Sin embargo, desde el momento en que salió del salón de la última cena, esa actividad se suspendió. Ya no es el que hace cosas por los demás, sino el que sufre cosas que le hacen a él. En el huerto lo arrestan, le atan las manos, lo conducen al sumo sacerdote, después a Pilato. Es golpeado, humillado, despojado de sus vestiduras y, finalmente, clavado en una cruz, donde muere. Esto constituye su “pasión”, ese momento de su vida y ministerio en que deja de ser el que actúa y pasa a ser aquel que
sufre cosas que le hacen otros.

Lo llamativo de esto es que nuestra fe nos enseña que somos salvados más por su pasión (su muerte y sufrimientos) que por toda su actividad de predicar y hacer milagros. ¿Cómo así?

Permitidme una ilustración: hace algunos años, mi hermana Helen, monja ursulina, murió de cáncer.

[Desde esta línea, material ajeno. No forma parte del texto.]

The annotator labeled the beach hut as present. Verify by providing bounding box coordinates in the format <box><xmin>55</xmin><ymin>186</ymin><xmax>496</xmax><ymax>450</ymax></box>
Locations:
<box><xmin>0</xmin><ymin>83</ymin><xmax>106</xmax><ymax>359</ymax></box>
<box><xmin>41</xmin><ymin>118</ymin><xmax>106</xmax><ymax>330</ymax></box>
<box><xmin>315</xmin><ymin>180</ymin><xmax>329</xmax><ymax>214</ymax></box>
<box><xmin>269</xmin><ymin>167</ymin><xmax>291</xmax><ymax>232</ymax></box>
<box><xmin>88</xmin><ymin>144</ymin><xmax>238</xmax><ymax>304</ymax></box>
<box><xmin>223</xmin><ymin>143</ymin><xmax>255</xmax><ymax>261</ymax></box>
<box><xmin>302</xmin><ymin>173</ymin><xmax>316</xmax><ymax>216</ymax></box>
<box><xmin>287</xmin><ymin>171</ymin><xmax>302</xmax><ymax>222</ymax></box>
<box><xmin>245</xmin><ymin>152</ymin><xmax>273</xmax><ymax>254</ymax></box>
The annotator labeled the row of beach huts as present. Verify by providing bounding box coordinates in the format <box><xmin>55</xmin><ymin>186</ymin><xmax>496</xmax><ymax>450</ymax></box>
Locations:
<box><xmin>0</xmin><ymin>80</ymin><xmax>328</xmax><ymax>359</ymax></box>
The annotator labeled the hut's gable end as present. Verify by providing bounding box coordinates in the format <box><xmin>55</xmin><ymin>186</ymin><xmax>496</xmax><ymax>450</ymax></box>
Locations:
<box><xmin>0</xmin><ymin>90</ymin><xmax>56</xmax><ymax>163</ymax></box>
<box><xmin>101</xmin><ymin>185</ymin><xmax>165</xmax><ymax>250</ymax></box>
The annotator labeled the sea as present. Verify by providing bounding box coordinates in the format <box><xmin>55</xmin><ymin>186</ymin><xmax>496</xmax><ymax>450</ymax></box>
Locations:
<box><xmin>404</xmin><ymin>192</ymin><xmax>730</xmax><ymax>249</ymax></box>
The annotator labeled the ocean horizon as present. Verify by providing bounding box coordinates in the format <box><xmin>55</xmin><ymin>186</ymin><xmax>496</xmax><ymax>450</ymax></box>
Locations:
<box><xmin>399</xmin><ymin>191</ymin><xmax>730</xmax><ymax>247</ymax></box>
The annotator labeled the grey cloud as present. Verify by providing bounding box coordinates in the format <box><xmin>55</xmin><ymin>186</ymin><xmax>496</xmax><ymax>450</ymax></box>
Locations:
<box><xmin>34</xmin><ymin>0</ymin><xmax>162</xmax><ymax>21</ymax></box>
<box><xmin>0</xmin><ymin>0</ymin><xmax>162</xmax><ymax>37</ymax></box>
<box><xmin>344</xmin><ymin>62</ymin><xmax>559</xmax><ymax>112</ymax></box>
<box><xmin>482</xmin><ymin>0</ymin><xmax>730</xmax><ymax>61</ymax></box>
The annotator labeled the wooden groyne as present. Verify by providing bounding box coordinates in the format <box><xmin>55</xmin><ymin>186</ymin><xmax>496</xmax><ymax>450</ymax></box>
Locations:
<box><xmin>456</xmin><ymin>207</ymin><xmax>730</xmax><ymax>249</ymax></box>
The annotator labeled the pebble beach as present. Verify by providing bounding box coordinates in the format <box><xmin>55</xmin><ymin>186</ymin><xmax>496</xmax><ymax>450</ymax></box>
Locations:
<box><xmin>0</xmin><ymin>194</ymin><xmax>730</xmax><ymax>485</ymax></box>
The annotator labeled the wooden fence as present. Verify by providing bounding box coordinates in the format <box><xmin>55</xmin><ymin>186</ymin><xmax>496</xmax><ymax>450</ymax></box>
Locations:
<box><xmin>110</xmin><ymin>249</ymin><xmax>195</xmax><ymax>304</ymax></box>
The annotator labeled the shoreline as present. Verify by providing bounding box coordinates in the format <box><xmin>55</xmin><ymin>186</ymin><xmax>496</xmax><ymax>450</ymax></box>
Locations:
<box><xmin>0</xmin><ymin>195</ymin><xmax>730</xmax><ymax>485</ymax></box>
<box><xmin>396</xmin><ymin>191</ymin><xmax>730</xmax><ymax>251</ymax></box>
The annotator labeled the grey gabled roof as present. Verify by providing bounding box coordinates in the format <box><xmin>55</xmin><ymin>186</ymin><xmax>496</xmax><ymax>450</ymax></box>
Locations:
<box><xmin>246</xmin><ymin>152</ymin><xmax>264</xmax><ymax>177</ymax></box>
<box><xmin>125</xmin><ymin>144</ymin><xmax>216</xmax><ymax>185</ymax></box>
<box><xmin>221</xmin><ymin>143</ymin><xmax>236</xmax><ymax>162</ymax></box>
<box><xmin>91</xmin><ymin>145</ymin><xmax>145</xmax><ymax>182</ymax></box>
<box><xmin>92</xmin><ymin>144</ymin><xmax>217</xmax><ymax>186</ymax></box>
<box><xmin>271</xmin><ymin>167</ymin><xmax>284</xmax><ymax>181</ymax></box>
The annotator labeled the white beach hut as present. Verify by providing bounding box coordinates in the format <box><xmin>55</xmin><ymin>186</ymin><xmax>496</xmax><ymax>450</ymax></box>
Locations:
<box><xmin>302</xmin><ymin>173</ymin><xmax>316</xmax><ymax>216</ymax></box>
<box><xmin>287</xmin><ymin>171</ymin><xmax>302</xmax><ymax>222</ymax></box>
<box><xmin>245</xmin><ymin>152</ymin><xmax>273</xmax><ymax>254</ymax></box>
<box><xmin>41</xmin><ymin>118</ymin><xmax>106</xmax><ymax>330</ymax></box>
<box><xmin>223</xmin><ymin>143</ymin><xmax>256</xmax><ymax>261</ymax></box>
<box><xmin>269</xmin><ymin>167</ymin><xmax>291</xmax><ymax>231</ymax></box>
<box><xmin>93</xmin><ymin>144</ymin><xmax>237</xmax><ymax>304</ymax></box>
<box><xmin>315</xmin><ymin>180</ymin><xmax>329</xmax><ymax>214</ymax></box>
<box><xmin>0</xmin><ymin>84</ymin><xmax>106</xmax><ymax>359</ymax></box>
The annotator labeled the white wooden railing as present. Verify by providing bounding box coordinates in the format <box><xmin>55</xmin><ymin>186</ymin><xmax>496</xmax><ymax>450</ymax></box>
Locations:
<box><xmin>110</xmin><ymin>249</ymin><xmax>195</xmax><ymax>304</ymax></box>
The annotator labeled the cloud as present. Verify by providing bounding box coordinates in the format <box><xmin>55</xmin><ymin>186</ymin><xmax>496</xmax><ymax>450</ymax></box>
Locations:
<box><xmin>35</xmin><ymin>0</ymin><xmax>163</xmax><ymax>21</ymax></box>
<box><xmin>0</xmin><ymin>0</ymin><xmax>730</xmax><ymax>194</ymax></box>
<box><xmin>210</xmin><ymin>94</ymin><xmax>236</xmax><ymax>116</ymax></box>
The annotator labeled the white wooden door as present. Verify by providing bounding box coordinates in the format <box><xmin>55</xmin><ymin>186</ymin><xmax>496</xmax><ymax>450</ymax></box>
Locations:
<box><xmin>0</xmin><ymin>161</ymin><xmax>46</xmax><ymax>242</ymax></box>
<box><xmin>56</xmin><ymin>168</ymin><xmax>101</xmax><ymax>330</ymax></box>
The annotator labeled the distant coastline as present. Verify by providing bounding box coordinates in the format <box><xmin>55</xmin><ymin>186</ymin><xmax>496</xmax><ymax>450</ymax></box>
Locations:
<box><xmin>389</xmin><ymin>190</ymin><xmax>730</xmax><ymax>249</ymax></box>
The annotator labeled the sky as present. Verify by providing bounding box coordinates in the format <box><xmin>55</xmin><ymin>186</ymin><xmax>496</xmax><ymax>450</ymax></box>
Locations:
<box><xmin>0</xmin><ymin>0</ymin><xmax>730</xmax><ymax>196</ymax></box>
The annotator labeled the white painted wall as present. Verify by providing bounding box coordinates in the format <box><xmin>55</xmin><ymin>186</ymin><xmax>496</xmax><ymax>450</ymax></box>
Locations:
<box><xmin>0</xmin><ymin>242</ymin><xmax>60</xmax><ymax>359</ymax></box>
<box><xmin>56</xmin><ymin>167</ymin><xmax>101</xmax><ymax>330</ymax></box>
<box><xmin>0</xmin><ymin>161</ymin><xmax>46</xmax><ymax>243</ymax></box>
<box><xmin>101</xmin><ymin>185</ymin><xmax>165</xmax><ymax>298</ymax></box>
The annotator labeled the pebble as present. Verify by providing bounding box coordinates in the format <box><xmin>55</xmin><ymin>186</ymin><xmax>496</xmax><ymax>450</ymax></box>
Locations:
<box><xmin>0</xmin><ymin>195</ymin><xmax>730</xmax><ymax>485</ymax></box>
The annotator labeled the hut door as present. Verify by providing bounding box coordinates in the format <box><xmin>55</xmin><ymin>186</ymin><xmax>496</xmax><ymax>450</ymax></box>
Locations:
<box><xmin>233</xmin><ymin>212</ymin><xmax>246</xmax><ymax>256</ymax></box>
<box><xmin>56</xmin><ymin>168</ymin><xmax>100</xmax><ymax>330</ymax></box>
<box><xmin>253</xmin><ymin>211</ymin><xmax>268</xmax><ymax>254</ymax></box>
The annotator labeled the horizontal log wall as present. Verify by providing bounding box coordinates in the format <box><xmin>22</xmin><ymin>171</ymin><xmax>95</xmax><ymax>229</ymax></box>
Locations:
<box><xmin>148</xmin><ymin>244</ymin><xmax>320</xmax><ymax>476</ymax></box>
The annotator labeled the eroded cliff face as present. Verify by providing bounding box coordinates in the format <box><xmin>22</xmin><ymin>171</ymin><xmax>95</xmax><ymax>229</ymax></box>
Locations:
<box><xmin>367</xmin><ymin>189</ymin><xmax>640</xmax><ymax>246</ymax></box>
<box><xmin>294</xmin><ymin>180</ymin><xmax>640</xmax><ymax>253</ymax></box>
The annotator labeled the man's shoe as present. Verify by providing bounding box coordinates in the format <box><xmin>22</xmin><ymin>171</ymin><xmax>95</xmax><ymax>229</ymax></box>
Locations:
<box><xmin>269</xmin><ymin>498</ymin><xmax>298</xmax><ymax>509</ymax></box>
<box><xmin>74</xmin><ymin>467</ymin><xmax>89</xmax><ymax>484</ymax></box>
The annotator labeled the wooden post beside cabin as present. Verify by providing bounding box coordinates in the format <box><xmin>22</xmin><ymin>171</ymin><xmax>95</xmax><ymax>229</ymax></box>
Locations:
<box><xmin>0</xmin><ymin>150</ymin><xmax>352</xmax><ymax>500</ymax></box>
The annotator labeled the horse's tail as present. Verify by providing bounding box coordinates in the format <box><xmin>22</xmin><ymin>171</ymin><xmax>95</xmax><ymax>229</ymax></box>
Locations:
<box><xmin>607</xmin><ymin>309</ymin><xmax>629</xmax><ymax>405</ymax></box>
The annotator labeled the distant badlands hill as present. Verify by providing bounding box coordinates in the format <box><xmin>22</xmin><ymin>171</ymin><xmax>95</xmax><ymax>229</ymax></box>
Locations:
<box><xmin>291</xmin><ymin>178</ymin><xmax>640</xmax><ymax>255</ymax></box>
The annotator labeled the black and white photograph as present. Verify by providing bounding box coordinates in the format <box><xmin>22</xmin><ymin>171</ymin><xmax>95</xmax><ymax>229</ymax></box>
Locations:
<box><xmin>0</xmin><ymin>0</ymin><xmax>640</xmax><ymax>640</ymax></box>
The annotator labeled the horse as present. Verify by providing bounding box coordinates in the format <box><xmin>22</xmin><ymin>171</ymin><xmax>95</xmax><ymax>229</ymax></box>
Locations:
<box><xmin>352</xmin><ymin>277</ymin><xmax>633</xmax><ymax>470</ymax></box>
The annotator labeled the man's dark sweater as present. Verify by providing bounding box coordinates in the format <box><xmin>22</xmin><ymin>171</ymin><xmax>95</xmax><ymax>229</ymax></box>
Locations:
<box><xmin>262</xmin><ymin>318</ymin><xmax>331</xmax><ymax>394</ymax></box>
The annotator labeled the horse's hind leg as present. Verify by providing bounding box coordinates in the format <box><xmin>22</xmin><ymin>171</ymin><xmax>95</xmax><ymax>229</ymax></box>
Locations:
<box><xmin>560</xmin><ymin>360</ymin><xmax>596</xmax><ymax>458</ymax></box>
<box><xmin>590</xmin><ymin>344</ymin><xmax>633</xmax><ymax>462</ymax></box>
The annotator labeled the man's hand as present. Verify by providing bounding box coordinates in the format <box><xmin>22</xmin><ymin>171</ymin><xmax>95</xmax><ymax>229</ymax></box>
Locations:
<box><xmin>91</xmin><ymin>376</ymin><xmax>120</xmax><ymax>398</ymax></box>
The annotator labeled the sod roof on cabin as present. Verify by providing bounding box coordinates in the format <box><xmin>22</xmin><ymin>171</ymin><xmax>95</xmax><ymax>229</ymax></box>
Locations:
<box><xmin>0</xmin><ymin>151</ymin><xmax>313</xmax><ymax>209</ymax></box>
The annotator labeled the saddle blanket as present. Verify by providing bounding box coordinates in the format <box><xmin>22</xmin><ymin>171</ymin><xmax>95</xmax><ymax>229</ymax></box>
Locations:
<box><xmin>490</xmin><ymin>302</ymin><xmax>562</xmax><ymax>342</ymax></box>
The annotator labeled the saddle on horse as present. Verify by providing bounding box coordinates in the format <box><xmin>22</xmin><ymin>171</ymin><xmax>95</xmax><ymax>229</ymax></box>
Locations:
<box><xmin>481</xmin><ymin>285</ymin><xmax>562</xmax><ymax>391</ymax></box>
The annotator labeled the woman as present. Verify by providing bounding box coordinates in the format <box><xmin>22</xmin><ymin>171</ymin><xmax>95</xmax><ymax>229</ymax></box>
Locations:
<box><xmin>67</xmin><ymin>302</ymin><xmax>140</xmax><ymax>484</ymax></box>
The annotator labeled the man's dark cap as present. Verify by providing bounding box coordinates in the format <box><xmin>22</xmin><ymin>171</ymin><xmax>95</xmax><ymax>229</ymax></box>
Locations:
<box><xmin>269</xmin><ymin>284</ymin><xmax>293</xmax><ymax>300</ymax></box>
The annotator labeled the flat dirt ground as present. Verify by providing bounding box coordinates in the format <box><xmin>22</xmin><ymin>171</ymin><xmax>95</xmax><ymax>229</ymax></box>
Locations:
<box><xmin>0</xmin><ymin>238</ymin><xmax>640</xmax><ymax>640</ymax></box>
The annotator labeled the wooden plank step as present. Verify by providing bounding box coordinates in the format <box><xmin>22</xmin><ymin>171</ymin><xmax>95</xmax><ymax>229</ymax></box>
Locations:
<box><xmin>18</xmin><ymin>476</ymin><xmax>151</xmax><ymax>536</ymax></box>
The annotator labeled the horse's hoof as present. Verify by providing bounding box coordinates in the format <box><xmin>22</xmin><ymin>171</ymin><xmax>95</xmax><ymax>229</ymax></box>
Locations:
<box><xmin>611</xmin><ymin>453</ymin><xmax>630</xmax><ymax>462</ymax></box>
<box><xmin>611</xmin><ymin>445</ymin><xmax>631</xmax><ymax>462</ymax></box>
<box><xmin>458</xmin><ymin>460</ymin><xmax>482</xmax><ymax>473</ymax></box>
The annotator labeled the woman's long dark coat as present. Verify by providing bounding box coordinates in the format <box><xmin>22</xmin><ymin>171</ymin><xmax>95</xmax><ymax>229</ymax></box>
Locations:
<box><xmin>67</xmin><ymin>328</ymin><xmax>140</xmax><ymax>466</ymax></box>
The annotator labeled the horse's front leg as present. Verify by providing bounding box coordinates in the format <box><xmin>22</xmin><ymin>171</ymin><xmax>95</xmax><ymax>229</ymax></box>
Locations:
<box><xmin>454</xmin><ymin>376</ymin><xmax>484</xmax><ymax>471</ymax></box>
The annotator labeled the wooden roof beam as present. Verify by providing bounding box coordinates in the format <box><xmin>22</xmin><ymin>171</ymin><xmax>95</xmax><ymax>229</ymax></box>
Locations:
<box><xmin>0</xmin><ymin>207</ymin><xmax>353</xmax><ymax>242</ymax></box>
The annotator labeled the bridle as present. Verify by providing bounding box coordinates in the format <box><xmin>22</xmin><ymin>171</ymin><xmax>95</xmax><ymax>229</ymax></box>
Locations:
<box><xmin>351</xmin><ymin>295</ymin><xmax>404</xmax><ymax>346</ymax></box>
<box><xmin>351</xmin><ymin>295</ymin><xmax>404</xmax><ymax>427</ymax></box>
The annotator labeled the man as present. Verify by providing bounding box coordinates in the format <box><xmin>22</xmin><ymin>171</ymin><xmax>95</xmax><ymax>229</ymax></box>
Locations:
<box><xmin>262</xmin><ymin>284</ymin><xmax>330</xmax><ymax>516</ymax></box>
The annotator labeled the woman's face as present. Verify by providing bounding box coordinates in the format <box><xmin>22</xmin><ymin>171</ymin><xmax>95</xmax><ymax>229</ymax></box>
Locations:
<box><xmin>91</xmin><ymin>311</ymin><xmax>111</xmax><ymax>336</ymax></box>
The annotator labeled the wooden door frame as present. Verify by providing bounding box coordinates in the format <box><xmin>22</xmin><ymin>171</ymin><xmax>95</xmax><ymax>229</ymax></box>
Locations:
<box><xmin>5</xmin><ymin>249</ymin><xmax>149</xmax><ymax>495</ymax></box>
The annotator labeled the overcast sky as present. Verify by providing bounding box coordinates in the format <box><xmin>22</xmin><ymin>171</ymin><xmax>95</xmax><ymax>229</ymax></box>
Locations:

Monja durante más de treinta años, amó mucho su vocación y fue amada en la orden. Durante casi todos esos treinta años, sirvió como madre-guarda para cientos de chicas que asistían a una academia dirigida por su orden. Amaba a esas jóvenes y era para ellas una madre, una hermana mayor y una mentora. Igualmente, durante los últimos veinte años de su vida, después de la muerte de nuestra madre, sirvió a nuestra familia con esa misma capacidad, organizándonos y manteniéndonos juntos. A lo largo de esos años, fue la activa, la consumada realizadora de cosas, aquella de quien otros esperaban que se hiciera cargo. Realizó con todo gusto su papel, nació para ello. Gozaba haciendo cosas por los demás.

Después, nueve meses antes de su muerte, el cáncer la golpeó brutalmente y pasó los últimos años de su vida postrada en cama. En ese momento, se necesitaba hacer cosas en favor de ella. Médicos, enfermeras, hermanas de su comunidad y otros se turnaron en su cuidado. Y, como sucedió a Jesús desde el momento de su arresto hasta el de su muerte, su cuerpo también fue humillado, llevado de la mano por otros, despojado, pinchado y mirado con descaro por transeúntes curiosos. Incluso, como
Jesús, murió sedienta, con un esponja sujeta a sus labios por alguna otra persona.

Esa fue su pasión. Ella, que había dedicado tantos años a hacer cosas por los demás, ahora tenía que someterse a que se hicieran cosas en favor de ella. Pero, y esto es lo importante, como Jesús, en ese periodo de su vida en que ella no era útil y ya estaba sin responsabilidades, era capaz de dar vida y sentido a otros de una manera más profunda de lo que había podido durante todos esos años en los que había estado activa y haciendo tantas cosas por los demás.

Ese es el misterio que tiene la fecundidad de la pasividad, del desamparo. Y hay una importante lección aquí; sobre todo, la potencial fecundidad de los enfermos terminales, de los discapacitados graves y los enfermos. Hay también una lección sobre la manera como podríamos entender lo que debemos dar a los demás cuando estemos enfermos, indefensos y en necesidad del cuidado de los demás.

La pasión de Jesús nos enseña que, como él, damos tanto a los demás en nuestra pasividad como en nuestras actividades. Cuando ya no estamos más a cargo, rendidos, humillados, sufriendo e incapaces incluso de dejarnos entender por nuestros seres queridos, estamos sobrellevando nuestra pasión y, como Jesús en su pasión, tenemos en eso la oportunidad de entregar nuestro amor muy profundamente.